Il secondo strumento è politico: il governo, attraverso il ministro della Giustizia, chieda al Cairo che la richiesta della procura sia accolta. Se la risposta fosse negativa, allora proceda con gli atti consequenziali. Sarebbe la riprova che l’Egitto copre un delitto politico di Stato ed andrebbe quindi denunciato alle Nazioni Unite, chiedendo che venga nominata una commissione d’inchiesta internazionale, vista la totale inaffidabilità delle autorità locali ed il rifiuto di acconsentire l’indagine diretta da parte delle autorità italiane. 

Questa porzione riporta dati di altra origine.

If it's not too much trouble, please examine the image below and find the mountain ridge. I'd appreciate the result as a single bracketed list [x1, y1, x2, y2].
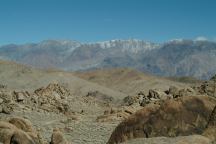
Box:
[0, 39, 216, 79]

Insomma, se si vuole la verità la si può pretendere. E spiace sentir dire da Luigi Manconi, che pure tanto si sta battendo, che i margini dell’azione penale italiana sono strettissimi. Non è così. Bisogna arrivare ai colpevoli e si può fare. Anche perché già li conosciamo. Sono assassini di Stato di quello stesso Stato che li coprirà sempre. Occorre pretendere a tutti i costi, perché si arrivi alla Verità e sia fatta Giustizia, che indaghino autorità estranee allo Stato colpevole. Possono essere solo italiane o internazionali. Lo dobbiamo a Giulio, lo dobbiamo alla sua famiglia.